Opinion
November 22, 1976
Appeal by defendant from a judgment of the Supreme Court, Kings County, rendered December 20, 1974, convicting him of kidnapping in the second degree, robbery in the first and second degrees and grand larceny in the third degree (two counts), upon a jury verdict, and sentencing him as a second felony offender. Judgment modified, on the law and the facts, by (1) reducing the conviction of kidnapping in the second degree to a conviction of unlawful imprisonment in the first degree, (2) reversing the convictions of grand larceny in the third degree (two counts), and the sentences imposed thereon, and dismissing the said counts, and (3) otherwise vacating all of the sentences imposed upon defendant. As so modified, judgment affirmed, and case remanded to Criminal Term for a hearing to be held in accordance herewith and for resentence upon the unlawful imprisonment and robbery convictions following such hearing. Defendant's conviction of kidnapping in the second degree cannot stand. The proof revealed that any detention of the victim was incidental to the commission of the crimes of rape, sodomy and robbery (cf. People v Watts, 48 A.D.2d 863; People v Usher, 49 A.D.2d 499; People v Lombardi, 20 N.Y.2d 266). Since the crime of unlawful imprisonment in the first degree was established beyond a reasonable doubt, the judgment has been modified accordingly (see People v Ennis, 50 A.D.2d 935).

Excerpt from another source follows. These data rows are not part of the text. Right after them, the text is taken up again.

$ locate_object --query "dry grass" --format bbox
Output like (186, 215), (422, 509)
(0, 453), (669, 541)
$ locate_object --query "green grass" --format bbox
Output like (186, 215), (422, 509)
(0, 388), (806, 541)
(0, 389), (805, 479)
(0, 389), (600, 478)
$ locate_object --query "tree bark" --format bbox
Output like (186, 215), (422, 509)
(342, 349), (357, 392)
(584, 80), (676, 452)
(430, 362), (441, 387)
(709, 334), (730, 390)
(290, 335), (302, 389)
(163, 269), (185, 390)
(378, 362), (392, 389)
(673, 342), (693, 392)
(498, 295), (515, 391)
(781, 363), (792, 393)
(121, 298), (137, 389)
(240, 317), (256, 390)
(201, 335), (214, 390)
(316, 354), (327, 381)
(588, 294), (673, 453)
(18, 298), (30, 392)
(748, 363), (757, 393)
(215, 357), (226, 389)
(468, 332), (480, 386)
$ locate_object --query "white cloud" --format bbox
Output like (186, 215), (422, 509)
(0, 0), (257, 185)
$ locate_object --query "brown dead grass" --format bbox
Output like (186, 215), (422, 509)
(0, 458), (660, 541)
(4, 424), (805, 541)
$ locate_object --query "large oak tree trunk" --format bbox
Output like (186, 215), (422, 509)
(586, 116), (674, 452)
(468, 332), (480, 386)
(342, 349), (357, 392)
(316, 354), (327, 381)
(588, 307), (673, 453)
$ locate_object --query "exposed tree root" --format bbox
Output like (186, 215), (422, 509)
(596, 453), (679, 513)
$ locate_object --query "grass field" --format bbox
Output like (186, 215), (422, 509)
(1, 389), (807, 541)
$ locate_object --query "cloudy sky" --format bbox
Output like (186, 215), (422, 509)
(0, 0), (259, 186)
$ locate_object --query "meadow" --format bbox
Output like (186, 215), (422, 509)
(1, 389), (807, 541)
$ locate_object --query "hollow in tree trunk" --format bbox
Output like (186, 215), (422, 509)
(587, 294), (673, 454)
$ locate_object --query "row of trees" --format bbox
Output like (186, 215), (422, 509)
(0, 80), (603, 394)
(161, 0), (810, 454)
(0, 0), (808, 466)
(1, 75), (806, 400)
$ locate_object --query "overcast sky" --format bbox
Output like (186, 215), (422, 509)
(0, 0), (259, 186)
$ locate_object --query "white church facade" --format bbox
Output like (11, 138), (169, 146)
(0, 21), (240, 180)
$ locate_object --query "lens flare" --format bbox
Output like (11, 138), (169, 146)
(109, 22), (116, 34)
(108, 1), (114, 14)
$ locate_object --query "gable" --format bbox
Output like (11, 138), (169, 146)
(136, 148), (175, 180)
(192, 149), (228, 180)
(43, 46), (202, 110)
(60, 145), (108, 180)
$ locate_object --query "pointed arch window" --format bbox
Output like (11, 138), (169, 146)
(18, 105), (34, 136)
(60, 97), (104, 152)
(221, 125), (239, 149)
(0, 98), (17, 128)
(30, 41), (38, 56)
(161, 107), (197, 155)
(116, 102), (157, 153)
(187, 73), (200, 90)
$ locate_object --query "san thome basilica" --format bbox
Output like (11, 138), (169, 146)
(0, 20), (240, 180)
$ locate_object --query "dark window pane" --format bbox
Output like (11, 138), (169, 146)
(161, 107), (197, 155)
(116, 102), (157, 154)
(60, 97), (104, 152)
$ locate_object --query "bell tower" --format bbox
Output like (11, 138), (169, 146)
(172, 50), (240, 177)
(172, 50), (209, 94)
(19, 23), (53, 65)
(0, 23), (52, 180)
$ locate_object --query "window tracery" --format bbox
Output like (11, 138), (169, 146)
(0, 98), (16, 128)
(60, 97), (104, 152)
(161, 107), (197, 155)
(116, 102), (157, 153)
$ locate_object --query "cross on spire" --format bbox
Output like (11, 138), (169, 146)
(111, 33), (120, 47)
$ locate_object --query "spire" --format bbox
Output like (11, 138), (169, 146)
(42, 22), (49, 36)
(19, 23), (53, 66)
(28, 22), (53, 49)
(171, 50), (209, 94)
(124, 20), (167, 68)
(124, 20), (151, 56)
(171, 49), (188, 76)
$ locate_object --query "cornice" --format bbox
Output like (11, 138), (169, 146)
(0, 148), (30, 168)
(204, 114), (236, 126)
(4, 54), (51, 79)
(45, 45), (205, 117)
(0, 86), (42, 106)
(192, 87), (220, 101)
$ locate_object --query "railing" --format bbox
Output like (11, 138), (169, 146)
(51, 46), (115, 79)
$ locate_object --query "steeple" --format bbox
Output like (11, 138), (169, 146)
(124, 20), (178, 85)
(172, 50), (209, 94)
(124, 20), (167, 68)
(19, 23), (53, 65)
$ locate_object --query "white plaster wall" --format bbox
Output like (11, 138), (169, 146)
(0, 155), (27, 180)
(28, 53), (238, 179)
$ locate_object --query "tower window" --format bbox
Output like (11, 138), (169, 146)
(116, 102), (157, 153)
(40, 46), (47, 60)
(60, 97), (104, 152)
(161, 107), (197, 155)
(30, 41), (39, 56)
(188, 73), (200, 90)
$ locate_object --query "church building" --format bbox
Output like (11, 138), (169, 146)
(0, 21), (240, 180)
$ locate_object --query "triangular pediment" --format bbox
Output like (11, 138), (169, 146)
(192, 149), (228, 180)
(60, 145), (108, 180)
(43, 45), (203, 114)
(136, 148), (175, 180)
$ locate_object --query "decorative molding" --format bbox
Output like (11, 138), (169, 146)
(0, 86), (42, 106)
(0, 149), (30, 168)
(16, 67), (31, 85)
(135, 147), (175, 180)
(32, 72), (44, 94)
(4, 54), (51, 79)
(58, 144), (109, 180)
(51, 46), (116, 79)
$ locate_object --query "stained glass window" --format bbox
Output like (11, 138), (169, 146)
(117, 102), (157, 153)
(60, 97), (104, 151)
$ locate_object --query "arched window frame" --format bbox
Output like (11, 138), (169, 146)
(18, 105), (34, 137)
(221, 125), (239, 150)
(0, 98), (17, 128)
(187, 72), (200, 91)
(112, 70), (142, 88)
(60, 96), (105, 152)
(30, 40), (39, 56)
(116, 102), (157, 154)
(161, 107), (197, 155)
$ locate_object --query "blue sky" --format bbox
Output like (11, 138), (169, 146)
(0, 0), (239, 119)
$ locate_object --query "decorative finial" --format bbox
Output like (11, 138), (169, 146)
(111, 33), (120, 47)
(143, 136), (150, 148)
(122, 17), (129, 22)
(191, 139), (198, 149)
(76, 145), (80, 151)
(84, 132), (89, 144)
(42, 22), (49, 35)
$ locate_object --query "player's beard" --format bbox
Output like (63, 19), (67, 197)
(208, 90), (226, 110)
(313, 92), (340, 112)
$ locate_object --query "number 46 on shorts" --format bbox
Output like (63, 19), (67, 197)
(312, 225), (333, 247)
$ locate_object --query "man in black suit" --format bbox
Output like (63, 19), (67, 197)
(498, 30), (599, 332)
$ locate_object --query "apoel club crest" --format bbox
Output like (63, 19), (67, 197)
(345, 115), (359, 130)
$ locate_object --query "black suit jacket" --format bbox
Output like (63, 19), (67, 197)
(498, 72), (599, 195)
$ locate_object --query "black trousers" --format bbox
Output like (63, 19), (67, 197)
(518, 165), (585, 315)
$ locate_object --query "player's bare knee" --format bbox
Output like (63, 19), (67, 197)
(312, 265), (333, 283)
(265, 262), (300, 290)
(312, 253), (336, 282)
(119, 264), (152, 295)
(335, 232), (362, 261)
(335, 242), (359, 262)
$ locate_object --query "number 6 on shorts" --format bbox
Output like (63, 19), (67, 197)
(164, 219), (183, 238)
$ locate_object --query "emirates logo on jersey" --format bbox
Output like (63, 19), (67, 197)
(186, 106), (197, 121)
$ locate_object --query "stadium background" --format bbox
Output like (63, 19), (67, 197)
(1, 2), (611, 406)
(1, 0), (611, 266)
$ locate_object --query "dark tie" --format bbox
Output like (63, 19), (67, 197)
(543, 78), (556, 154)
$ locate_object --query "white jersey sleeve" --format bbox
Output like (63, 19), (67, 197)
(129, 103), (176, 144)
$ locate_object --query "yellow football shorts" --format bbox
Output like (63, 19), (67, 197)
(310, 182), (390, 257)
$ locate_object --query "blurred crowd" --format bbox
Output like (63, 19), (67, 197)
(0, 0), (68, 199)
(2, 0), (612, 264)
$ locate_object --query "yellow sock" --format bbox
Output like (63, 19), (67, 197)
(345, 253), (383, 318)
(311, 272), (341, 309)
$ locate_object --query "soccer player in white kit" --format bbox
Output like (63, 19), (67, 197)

The grand larceny convictions were inclusory concurrent counts of the robbery counts. Therefore, the grand larceny convictions must be reversed (see CPL 300.40, subd 4; People v Grier, 37 N.Y.2d 847). Defendant was improperly sentenced. He asserted that his prior conviction was the result of his having been represented by incompetent counsel. Criminal Term should not have summarily rejected defendant's claim. A hearing is required (see CPL 400.21; People v Lindbergh, 33 A.D.2d 800). Defendant's other contentions have been considered and have been found to be without merit. Cohalan, Acting P.J., Margett, Damiani, Rabin and Hawkins, JJ., concur.